Humanized models begin with a strain of immunodeficient mice, but how “humanized they are” depends a great deal on how many human parts can replace the mouse parts of the immune system. The NCG mouse (NOD SCID-like CRISPR II2R Gamma mouse) is a triple immunodeficient mouse that lacks functional or mature T cells, B cells and natural killer cells, and reduced macrophage and dendritic cell function. They can be immuno-humanized using mature lymphoid cells (PBMC) or human hematopoietic stem cells (CD34+) cell engraftments. The model has applications in oncology, immunology, diabetes, regenerative medicine, and most recently COVID-19.

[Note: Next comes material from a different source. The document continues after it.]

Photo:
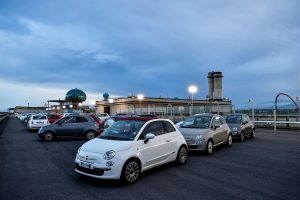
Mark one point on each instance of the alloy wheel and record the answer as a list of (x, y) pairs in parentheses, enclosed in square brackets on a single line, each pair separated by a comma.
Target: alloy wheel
[(132, 171)]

The Charles River hACE2-NCG mouse model , referenced earlier, uses an optimized genetic modification strategy that knocks in human ACE2 at the mouse ACE2 locus. This introduces the hACE2 gene into the designated position on the NCG background, to increase susceptibility to SARS-CoV-2 infection. In this model, the intracellular domain of the mouse contains ACE2 under the transcriptional regulation of endogenous sequences, designed to mimic the physiological expression pattern of ACE2 in various tissue types, including the kidney, lungs, and intestines. There are currently no other commercial models like this capable of being immuno-humanized for COVID-19 research ( see chart below for the difference between genetically humanized and immuno-humanized.)
“Humanized knock-in models, like our new hACE2-NCG mouse, represent the next generation of animal models enabling researchers to study human immune response more effectively after exposure to different viral variants”
Researchers have come a long way since the first cases of COVID-19 surfaced in China. So has the mouse model. Looking ahead, we will likely see refinements to all of these mouse models, given the current statistics: Close to 240 million cases and nearly 5 million dead. The mice are important now and will be when the next pandemic hits.